Lore Specchio

🛡️ I Taurini: montanari ancestrali e custodi dell’equilibrio

*LORE: Lo Specchio di Torino


Prima che nascesse la Iulia Augusta Taurinorum (aka… Torino), sulle rive speculari della confluenza tra Po e Dora Riparia abitava un popolo antico: i Taurini. Liguri e celto-liguri, definivano il confine tra mondo umano e mondo specchio molto prima di ogni altra presenza magica.

Origine e nomadismo montano

Il loro nome derivava probabilmente dalla radice indoeuropea *taur/*ʽmassiccio, robustoʼ, evocando i paesaggi alpini e la loro forza territoriale. Autori antichi osservarono una fusione culturale con le tribù celtiche, trasformando i Taurini in entità ibride, né solo liguri né solo celti.

Taurasia: il villaggio perduto

Secondo le fonti classiche, il loro insediamento principale, Taurasia o Taurinia, probabilmente si trovava nell’attuale quartiere Vanchiglietta di Torino, vicino a Piazza Carlina. Nonostante manchino prove archeologiche certe, si racconta che fu assediato e distrutto da Annibale durante la sua traversata delle Alpi nel 218 a.C., dopo tre giorni di resistenza taurina.

I Primi Custodi

Nel Mondo Specchio, i Taurini sono ricordati come i Primi Custodi del Confine:

  • Erano allevatori e artigiani, ma soprattutto sentinelle del sogno, capaci di percepire l’ingresso delle creature dell’Inferus molto prima che arrivassero.
  • Si dice che adorassero un’antica figura totémica, forse simile al toro divino Apìs, figlia dell’eco delle montagne e del fumo che saliva dai portali dimenticati.
  • Avevano simboli incisi sulla pelle e sul legno: i famosi segni taurini incisi sui massi di Val di Susa testimoniavano un alfabeto sacro ormai perduto.

L’eredità nella Torino moderna

Con la fondazione romana di Iulia Augusta Taurinorum (Torino), i Taurini furono lentamente assimilati, ma nel Mondo Specchio la loro presenza non scomparve del tutto.
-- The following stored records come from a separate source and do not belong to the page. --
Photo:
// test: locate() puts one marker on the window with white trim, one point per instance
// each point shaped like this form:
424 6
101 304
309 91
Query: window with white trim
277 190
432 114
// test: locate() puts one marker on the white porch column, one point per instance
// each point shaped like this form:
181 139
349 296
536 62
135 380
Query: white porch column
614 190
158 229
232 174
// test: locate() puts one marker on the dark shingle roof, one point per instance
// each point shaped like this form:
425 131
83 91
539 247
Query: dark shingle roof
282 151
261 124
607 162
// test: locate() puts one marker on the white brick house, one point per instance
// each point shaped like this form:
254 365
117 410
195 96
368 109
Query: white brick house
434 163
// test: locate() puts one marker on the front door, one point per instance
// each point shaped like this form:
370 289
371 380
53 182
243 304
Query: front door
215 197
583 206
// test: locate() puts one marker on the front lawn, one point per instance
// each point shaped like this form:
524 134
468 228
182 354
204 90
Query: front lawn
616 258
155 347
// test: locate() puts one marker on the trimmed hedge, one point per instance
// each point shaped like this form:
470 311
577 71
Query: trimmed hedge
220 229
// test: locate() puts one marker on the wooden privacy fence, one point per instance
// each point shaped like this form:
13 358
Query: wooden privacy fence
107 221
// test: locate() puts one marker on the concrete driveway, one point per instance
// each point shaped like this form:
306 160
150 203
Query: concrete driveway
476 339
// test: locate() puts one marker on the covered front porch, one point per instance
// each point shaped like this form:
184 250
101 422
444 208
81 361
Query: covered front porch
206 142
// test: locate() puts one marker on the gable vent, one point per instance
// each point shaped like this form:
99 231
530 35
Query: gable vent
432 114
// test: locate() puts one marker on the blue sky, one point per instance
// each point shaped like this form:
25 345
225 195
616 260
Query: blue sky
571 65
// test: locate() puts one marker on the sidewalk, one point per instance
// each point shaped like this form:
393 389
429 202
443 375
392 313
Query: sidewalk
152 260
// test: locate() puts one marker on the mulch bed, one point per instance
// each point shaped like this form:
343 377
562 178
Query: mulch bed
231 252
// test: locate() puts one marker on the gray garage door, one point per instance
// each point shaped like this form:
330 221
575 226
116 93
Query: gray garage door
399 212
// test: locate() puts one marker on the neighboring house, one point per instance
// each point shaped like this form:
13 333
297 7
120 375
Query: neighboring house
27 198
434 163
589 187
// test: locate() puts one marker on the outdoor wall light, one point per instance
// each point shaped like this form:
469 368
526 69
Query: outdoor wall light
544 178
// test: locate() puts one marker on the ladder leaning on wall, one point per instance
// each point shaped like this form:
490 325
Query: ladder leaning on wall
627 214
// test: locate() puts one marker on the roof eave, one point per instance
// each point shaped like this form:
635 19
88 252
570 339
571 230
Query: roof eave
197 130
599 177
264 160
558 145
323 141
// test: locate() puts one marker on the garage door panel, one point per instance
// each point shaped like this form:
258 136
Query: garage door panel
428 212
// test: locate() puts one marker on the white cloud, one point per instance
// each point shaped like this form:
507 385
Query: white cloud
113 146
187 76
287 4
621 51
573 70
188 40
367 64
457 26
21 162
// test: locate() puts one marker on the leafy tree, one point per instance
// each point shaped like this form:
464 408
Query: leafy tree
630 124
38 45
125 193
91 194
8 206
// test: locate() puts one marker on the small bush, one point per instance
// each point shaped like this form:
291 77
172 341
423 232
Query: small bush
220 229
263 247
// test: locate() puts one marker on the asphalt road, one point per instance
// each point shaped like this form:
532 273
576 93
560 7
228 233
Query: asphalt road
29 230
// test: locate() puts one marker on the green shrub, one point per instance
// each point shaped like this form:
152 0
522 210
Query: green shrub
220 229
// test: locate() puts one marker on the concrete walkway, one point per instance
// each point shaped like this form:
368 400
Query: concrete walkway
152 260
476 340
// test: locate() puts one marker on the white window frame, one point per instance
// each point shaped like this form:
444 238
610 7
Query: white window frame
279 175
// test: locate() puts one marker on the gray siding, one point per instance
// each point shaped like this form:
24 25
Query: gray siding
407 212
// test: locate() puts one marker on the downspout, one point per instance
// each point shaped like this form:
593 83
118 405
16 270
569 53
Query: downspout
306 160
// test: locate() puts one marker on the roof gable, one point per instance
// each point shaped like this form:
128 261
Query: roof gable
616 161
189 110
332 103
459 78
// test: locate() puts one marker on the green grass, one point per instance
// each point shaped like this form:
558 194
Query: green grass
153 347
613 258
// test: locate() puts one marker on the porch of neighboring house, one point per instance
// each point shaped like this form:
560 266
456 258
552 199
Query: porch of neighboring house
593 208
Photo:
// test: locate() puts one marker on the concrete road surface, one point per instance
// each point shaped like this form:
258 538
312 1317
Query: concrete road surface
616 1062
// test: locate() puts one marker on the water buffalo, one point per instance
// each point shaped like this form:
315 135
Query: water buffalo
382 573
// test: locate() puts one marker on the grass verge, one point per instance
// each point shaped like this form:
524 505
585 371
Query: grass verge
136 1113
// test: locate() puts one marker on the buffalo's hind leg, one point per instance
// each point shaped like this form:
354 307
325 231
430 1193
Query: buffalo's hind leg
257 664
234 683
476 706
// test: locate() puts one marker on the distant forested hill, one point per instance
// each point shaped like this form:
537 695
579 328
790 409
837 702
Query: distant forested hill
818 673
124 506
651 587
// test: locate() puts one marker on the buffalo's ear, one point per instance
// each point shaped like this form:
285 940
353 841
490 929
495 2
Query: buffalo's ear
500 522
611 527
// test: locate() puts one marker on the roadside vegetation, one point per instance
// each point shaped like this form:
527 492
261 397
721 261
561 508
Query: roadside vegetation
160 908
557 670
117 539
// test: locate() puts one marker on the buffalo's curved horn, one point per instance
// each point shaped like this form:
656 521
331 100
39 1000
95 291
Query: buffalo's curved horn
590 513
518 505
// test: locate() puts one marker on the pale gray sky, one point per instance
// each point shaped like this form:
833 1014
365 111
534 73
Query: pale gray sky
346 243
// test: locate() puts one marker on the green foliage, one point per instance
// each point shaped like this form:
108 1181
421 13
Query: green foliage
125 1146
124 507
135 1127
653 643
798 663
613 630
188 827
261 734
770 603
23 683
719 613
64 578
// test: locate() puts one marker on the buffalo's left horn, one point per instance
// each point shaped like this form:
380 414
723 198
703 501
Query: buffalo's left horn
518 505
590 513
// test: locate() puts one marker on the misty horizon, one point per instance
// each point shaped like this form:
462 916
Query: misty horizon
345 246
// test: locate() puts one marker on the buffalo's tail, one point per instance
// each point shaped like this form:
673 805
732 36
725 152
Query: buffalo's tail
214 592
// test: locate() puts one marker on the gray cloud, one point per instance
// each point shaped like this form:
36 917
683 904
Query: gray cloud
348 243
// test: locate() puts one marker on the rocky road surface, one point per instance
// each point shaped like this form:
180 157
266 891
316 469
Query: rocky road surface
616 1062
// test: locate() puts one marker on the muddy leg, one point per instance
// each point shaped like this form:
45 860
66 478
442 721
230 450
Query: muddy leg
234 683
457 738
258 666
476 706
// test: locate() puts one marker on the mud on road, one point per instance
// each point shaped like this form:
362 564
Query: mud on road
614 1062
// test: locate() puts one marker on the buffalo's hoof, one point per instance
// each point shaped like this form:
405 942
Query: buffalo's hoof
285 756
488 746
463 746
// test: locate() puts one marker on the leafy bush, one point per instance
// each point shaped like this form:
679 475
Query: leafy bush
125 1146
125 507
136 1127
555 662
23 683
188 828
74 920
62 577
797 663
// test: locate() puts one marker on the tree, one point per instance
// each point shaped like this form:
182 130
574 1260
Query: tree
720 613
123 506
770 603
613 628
Si racconta:

  • Che alcuni lignaggi delle Famiglie Specchio attuali possiedano ancora reliquie taurine.
  • Che le cripte sotto la Mole Antonelliana custodiscano simboli visivi che riflettono le incisioni taurine antiche: astratte figure a forma di montagna e toro, collegate a rituali di apertura portali.
  • Che ogni studente dell’Accademia ESP, passando sotto Vanchiglietta, senta un’eco sorda: la memoria psichica dei Taurini che vegliano ancora sotto Torino.